# Nicaragua Finca El Bosque - and it's not burnt!



## Drewster (Dec 1, 2013)

I have been mostly (or pretty exclusively) drinking the DSOL offerings for the past couple of months.

I have decided that the dark stuff really isn't for me...

Anyway I escaped work early on Wednesday so decided to visit Rave for a little treat flat white (Rave is just out of lunchtime reach for me).

While I was there I decided to buy some beans....

A bag of Nicaragua Finca El Bosque and a bag of errrr something else that I can't pronounce...

The notes on the Nicaraguan: Super ripe strawberries & notes of orange oil....

Got home tonight and flicked on the Piccino and the kettle.

Decided a quick filter was in order - opened up and lovely brown beans.... not a hint of shiny or oily!!

Oh how I have missed coffee that isn't shiny and doesn't feel.... well sticky!

- 20g into a "mygfull" through a cheapo cone....

Mmmmmmm really nice tones certainly strawberry and "something" (I wouldn't pick out orange but.....)

Offered a sip to Mrs D..... Yep she tastes strawberry...

A very nice coffee.... (I really need to get back on the LSOL rosta)....

That was about 6:30 then about 20 mins ago I thought I would risk a flattie - probably a bit fresh (roasted Wednesday) but sod it....

16g ground (SJ left as was)..... dose looks small in the pf and even more so when I tamp.... I might be able to go a bit more next time.

30g a little quickly but not ridiculous... a bit of tweaking but not much  next time...

Nice crema - a little sip and very lively/sparkly.

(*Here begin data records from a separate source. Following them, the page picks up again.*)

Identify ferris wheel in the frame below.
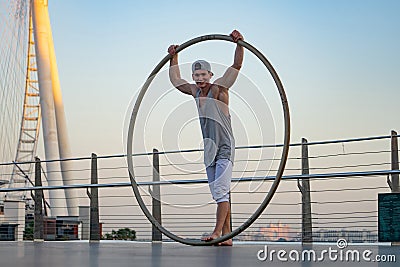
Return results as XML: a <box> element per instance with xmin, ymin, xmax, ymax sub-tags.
<box><xmin>0</xmin><ymin>0</ymin><xmax>77</xmax><ymax>216</ymax></box>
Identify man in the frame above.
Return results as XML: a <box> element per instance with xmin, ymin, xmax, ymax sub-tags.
<box><xmin>168</xmin><ymin>30</ymin><xmax>244</xmax><ymax>246</ymax></box>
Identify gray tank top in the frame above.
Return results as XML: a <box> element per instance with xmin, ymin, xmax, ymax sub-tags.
<box><xmin>195</xmin><ymin>88</ymin><xmax>235</xmax><ymax>167</ymax></box>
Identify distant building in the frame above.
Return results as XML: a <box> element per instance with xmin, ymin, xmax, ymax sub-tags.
<box><xmin>237</xmin><ymin>222</ymin><xmax>297</xmax><ymax>242</ymax></box>
<box><xmin>237</xmin><ymin>224</ymin><xmax>378</xmax><ymax>243</ymax></box>
<box><xmin>312</xmin><ymin>229</ymin><xmax>377</xmax><ymax>243</ymax></box>
<box><xmin>44</xmin><ymin>216</ymin><xmax>80</xmax><ymax>241</ymax></box>
<box><xmin>0</xmin><ymin>200</ymin><xmax>25</xmax><ymax>240</ymax></box>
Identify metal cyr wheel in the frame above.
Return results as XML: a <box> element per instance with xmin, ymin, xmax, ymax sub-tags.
<box><xmin>126</xmin><ymin>34</ymin><xmax>291</xmax><ymax>246</ymax></box>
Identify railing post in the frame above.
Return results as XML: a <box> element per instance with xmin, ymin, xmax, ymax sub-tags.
<box><xmin>152</xmin><ymin>148</ymin><xmax>162</xmax><ymax>242</ymax></box>
<box><xmin>89</xmin><ymin>153</ymin><xmax>100</xmax><ymax>242</ymax></box>
<box><xmin>297</xmin><ymin>138</ymin><xmax>313</xmax><ymax>243</ymax></box>
<box><xmin>34</xmin><ymin>157</ymin><xmax>44</xmax><ymax>241</ymax></box>
<box><xmin>391</xmin><ymin>130</ymin><xmax>399</xmax><ymax>193</ymax></box>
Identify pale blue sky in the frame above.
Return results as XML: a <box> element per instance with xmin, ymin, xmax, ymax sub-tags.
<box><xmin>42</xmin><ymin>0</ymin><xmax>400</xmax><ymax>157</ymax></box>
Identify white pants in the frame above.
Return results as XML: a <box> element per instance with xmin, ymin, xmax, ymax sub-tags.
<box><xmin>206</xmin><ymin>159</ymin><xmax>233</xmax><ymax>203</ymax></box>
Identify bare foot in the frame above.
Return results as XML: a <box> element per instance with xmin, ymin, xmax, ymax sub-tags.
<box><xmin>201</xmin><ymin>232</ymin><xmax>220</xmax><ymax>242</ymax></box>
<box><xmin>217</xmin><ymin>239</ymin><xmax>233</xmax><ymax>246</ymax></box>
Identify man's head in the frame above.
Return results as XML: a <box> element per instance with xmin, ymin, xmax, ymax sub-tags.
<box><xmin>192</xmin><ymin>60</ymin><xmax>213</xmax><ymax>88</ymax></box>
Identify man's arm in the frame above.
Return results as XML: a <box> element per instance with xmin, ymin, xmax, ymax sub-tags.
<box><xmin>214</xmin><ymin>30</ymin><xmax>244</xmax><ymax>89</ymax></box>
<box><xmin>168</xmin><ymin>45</ymin><xmax>194</xmax><ymax>96</ymax></box>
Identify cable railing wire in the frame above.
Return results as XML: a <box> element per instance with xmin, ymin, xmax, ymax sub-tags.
<box><xmin>1</xmin><ymin>133</ymin><xmax>398</xmax><ymax>167</ymax></box>
<box><xmin>1</xmin><ymin>132</ymin><xmax>398</xmax><ymax>243</ymax></box>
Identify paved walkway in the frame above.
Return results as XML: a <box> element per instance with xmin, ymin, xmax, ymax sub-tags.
<box><xmin>0</xmin><ymin>241</ymin><xmax>398</xmax><ymax>267</ymax></box>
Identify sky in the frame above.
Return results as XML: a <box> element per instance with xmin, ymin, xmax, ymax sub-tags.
<box><xmin>43</xmin><ymin>0</ymin><xmax>400</xmax><ymax>159</ymax></box>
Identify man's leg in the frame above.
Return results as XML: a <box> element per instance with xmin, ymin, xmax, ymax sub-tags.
<box><xmin>202</xmin><ymin>159</ymin><xmax>232</xmax><ymax>244</ymax></box>
<box><xmin>202</xmin><ymin>201</ymin><xmax>229</xmax><ymax>241</ymax></box>
<box><xmin>219</xmin><ymin>200</ymin><xmax>233</xmax><ymax>246</ymax></box>
<box><xmin>217</xmin><ymin>160</ymin><xmax>233</xmax><ymax>245</ymax></box>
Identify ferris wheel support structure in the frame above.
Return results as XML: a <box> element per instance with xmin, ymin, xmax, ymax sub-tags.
<box><xmin>5</xmin><ymin>15</ymin><xmax>41</xmax><ymax>201</ymax></box>
<box><xmin>31</xmin><ymin>0</ymin><xmax>77</xmax><ymax>216</ymax></box>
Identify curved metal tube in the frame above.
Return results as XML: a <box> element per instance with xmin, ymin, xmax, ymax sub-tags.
<box><xmin>127</xmin><ymin>34</ymin><xmax>291</xmax><ymax>245</ymax></box>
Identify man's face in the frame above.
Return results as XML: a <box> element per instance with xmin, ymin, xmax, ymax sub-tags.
<box><xmin>192</xmin><ymin>70</ymin><xmax>213</xmax><ymax>88</ymax></box>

Quick steam of milk and pour over... (it looks smooth - and wonders never cease a "blob" of white micro-foam not art but silky looking)

A lovely smooth strawberry.. (quite similar to the 1st foundry LSOL which I loved)....

A very happy bunny... I am going to try this in a syphon and am expecting good things!

Did I mention dark beans are really not me!


----------



## mremanxx (Dec 30, 2014)

Sounds a little like a Yirga with the strawberries, will trty this next


----------



## johnealey (May 19, 2014)

One of my favourites from Rave and in the grinder at the moment for spro and in the lido 3 for syphon / v60 and AP ( which have a cup of as i type this 13g >205g of 93C water 10 second stir inverted then plunge all out by 1m20, yum.

Really fruity as a v60 when cooled down and yes some of the Foundry rocko strawberries just a little less full on.

Also in their daily deals this weekend.

John


----------



## Syenitic (Dec 1, 2013)

This coffee, when I first tasted it from York Coffee Emporium, re-invigorated my enthusiasm for coffee....I just didn't know about fresh coffee then...after that I did. Along with that one I had another 'nameless' coffee. Which whilst nice was not a patch on the NfeB bean. Still one I revere


----------